Biz insan yetiştiremez olduk. Olanı da insanlıktan çıktı. Hâl-i pürmelalimiz budur maalesef.

Hastane dönüşü iki gün ecel teri döktüm saat saat. Artık dayanılmaz olunca da başka bir hastanede tedavi süreci başladı. Vesile olanlardan Allah razı olsun.

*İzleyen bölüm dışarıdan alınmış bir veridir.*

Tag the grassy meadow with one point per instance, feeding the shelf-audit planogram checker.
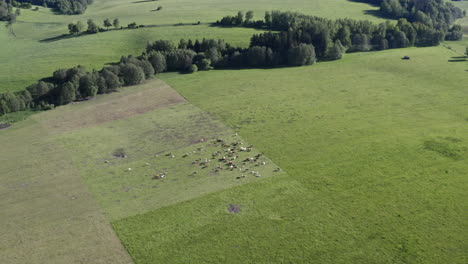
(25, 59)
(375, 148)
(361, 160)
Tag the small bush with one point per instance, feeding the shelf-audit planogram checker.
(119, 153)
(193, 69)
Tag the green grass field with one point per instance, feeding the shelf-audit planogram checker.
(364, 158)
(375, 148)
(25, 59)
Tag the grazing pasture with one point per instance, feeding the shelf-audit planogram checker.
(375, 148)
(361, 160)
(68, 172)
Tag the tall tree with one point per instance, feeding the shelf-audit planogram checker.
(107, 23)
(116, 23)
(92, 27)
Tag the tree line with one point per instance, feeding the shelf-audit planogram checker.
(430, 12)
(75, 84)
(301, 40)
(332, 38)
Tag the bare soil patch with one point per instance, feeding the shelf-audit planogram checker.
(130, 101)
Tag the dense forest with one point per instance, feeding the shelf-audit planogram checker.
(300, 40)
(328, 36)
(430, 12)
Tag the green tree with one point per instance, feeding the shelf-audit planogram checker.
(204, 65)
(337, 50)
(92, 27)
(79, 26)
(132, 74)
(3, 107)
(344, 35)
(107, 23)
(67, 93)
(193, 68)
(158, 60)
(116, 23)
(239, 18)
(111, 79)
(88, 86)
(249, 17)
(256, 56)
(303, 54)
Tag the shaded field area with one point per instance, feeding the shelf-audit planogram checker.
(375, 149)
(47, 213)
(73, 170)
(165, 156)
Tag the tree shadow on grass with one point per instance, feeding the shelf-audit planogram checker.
(57, 38)
(458, 59)
(144, 1)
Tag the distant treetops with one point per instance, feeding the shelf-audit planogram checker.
(92, 27)
(299, 40)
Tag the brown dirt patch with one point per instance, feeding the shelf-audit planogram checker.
(130, 101)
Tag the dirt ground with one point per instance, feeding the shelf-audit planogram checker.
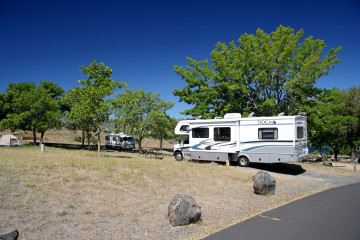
(73, 194)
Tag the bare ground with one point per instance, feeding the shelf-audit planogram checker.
(72, 194)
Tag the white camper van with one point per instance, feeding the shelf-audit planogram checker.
(119, 141)
(244, 140)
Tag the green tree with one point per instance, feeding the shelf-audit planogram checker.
(135, 112)
(163, 126)
(32, 108)
(88, 103)
(263, 73)
(326, 120)
(351, 114)
(2, 106)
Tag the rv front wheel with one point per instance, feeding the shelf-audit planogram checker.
(178, 156)
(243, 162)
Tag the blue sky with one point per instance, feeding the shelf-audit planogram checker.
(142, 40)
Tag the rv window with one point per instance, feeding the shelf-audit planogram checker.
(184, 128)
(200, 132)
(268, 133)
(300, 133)
(222, 134)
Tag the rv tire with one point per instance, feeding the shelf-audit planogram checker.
(243, 161)
(178, 156)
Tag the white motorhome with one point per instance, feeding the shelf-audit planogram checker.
(119, 141)
(244, 140)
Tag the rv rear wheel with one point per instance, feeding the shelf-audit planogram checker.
(178, 156)
(243, 161)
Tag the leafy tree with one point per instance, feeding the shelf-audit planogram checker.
(89, 106)
(2, 106)
(351, 114)
(263, 73)
(163, 126)
(136, 112)
(32, 108)
(327, 123)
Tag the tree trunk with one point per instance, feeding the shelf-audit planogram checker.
(89, 137)
(83, 139)
(98, 142)
(140, 138)
(353, 153)
(336, 152)
(42, 137)
(34, 137)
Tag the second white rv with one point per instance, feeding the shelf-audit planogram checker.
(244, 140)
(119, 141)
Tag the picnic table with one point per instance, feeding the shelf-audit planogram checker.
(154, 152)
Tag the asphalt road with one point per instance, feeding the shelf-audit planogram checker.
(332, 215)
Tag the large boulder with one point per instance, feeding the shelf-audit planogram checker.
(264, 184)
(10, 236)
(183, 210)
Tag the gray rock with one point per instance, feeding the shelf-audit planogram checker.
(264, 184)
(10, 236)
(183, 210)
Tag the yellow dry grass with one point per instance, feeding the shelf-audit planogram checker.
(73, 194)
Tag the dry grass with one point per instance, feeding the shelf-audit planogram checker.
(65, 135)
(73, 194)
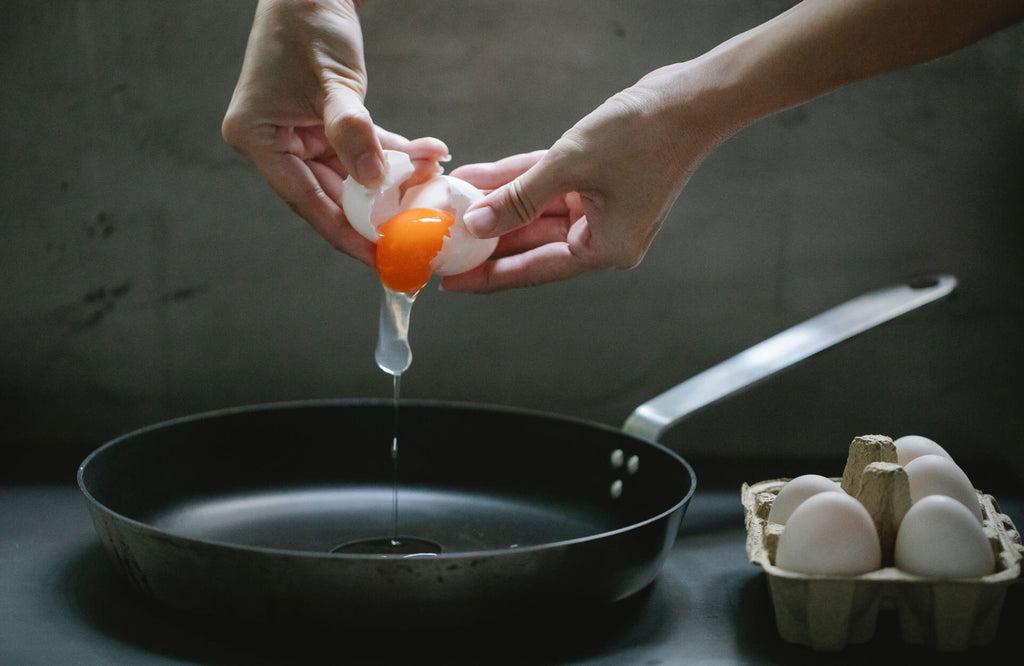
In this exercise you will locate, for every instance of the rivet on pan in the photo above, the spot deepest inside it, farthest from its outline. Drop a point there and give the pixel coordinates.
(633, 464)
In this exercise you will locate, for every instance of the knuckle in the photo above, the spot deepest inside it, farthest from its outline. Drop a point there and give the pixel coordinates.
(518, 200)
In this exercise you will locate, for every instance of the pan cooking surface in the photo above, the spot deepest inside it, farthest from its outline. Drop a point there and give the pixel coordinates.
(239, 512)
(318, 519)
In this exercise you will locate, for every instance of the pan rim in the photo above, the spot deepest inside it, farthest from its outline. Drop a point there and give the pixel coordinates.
(354, 402)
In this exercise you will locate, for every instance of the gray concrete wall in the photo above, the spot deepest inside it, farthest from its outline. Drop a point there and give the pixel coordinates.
(147, 271)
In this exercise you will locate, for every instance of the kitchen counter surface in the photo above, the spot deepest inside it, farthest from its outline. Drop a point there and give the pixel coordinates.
(61, 602)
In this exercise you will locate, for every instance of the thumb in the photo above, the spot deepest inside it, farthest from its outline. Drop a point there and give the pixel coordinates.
(350, 131)
(516, 203)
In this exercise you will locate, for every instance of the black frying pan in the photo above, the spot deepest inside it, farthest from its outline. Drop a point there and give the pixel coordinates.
(242, 512)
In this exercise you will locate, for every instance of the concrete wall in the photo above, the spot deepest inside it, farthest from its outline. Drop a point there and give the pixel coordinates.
(148, 272)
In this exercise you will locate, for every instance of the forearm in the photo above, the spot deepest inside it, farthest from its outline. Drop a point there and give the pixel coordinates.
(820, 45)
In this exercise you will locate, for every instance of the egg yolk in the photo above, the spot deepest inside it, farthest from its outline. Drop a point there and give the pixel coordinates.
(406, 245)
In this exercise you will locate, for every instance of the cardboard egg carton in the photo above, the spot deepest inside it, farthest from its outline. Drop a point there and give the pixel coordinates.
(830, 612)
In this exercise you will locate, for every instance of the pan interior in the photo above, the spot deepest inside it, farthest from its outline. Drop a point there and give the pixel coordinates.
(320, 518)
(310, 476)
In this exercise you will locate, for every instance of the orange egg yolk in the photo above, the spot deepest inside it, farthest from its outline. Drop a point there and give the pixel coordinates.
(406, 245)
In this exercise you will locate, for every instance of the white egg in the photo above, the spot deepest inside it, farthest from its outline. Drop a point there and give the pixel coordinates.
(935, 474)
(909, 447)
(940, 538)
(829, 534)
(368, 208)
(795, 492)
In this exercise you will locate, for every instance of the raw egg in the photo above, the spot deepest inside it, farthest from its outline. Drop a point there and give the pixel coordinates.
(795, 492)
(909, 447)
(940, 538)
(829, 534)
(936, 474)
(417, 224)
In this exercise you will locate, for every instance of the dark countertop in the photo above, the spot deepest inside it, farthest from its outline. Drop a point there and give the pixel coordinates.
(61, 602)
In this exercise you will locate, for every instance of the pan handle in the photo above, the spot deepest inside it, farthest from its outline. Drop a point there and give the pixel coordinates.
(655, 416)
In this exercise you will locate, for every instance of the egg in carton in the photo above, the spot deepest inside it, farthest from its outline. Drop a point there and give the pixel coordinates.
(907, 573)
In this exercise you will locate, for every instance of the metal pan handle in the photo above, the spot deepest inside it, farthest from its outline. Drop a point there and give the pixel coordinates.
(655, 416)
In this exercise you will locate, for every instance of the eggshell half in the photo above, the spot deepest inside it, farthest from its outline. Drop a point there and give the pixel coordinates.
(795, 492)
(940, 538)
(369, 208)
(829, 534)
(909, 447)
(935, 474)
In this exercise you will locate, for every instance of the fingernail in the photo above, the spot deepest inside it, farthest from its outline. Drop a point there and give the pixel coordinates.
(369, 169)
(480, 221)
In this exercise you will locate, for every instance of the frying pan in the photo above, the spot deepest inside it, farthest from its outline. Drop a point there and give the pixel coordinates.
(241, 512)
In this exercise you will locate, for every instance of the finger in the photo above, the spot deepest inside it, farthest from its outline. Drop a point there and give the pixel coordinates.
(351, 133)
(297, 183)
(424, 148)
(543, 231)
(519, 202)
(491, 175)
(551, 262)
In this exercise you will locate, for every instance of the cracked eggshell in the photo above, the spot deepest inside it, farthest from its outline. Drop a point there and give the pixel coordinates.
(461, 250)
(935, 474)
(368, 208)
(940, 538)
(829, 534)
(795, 492)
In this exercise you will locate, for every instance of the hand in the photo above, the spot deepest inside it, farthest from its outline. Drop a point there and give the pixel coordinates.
(596, 199)
(297, 113)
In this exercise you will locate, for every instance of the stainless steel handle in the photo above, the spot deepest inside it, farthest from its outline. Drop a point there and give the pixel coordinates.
(655, 416)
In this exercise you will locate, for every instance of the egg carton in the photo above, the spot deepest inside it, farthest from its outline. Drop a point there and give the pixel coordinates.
(829, 612)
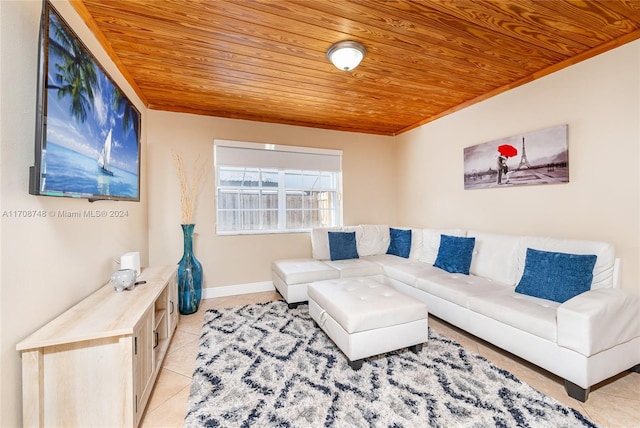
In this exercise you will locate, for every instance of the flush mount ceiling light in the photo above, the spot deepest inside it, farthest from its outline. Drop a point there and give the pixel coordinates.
(346, 55)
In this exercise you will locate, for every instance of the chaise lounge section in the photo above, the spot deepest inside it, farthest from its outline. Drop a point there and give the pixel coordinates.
(584, 335)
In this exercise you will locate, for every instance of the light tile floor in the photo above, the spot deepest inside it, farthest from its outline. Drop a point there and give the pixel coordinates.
(612, 403)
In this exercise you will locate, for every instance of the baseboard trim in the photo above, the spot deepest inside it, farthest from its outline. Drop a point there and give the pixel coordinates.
(234, 290)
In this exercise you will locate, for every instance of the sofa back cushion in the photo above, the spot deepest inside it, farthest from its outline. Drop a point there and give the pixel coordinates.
(603, 271)
(373, 239)
(320, 240)
(495, 257)
(431, 242)
(370, 240)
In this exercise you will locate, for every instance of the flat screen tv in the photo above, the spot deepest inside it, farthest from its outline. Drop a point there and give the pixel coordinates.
(87, 130)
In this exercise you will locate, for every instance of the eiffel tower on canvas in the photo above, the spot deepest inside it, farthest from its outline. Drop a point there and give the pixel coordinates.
(524, 162)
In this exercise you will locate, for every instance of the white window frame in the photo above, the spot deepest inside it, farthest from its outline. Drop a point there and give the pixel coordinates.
(233, 154)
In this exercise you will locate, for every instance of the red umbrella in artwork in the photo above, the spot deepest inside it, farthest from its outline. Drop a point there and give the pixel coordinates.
(507, 150)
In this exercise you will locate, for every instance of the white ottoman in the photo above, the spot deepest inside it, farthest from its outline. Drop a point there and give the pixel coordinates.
(365, 317)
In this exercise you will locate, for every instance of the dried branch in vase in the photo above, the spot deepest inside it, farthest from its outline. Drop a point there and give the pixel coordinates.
(188, 185)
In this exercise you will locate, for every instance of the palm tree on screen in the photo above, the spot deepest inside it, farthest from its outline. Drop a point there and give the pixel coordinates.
(75, 74)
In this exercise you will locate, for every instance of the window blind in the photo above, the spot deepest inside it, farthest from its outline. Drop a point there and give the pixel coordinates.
(257, 155)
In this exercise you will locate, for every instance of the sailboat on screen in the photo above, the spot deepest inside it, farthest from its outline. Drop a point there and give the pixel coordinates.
(104, 160)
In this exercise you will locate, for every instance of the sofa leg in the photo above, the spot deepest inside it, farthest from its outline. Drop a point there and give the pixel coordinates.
(356, 365)
(576, 392)
(295, 305)
(416, 348)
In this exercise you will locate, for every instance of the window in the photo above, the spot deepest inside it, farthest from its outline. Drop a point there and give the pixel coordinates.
(264, 188)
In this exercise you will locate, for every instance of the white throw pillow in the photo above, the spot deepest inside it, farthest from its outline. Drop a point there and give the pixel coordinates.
(431, 242)
(373, 239)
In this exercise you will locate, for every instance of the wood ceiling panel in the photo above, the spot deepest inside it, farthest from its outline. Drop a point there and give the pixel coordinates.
(266, 60)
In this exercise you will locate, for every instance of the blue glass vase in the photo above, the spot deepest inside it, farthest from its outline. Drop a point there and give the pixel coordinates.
(189, 275)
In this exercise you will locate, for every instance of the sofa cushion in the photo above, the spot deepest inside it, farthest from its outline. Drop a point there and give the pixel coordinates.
(495, 256)
(455, 253)
(416, 244)
(530, 314)
(302, 271)
(602, 271)
(372, 239)
(355, 267)
(556, 276)
(455, 287)
(431, 242)
(408, 272)
(400, 244)
(342, 246)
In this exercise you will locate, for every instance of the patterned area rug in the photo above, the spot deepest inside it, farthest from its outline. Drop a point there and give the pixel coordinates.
(265, 365)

Tedavi ne zaman ve nasıl başlar diye soracak olursanız kendinizi güvende hissettiğinizde başlıyor…

Çok şükür gelip geçti inşaAllah. Biraz deldi geçti ama geçti hamdolsun. Daha evvel de söylemiştim. İlgi, alaka, bir çift tatlı söz insanı hayata bağlayan…

İlaçlar sonraki iş…

İnsan insana şifa.

Ve elbet dualar.

Etrafınızda size gıyabınızda dua eden dostlarınızın olması büyük nimet.

Her daim hamd sebebimdir dostlarım. Rabbim eksikliğinizi göstermesin.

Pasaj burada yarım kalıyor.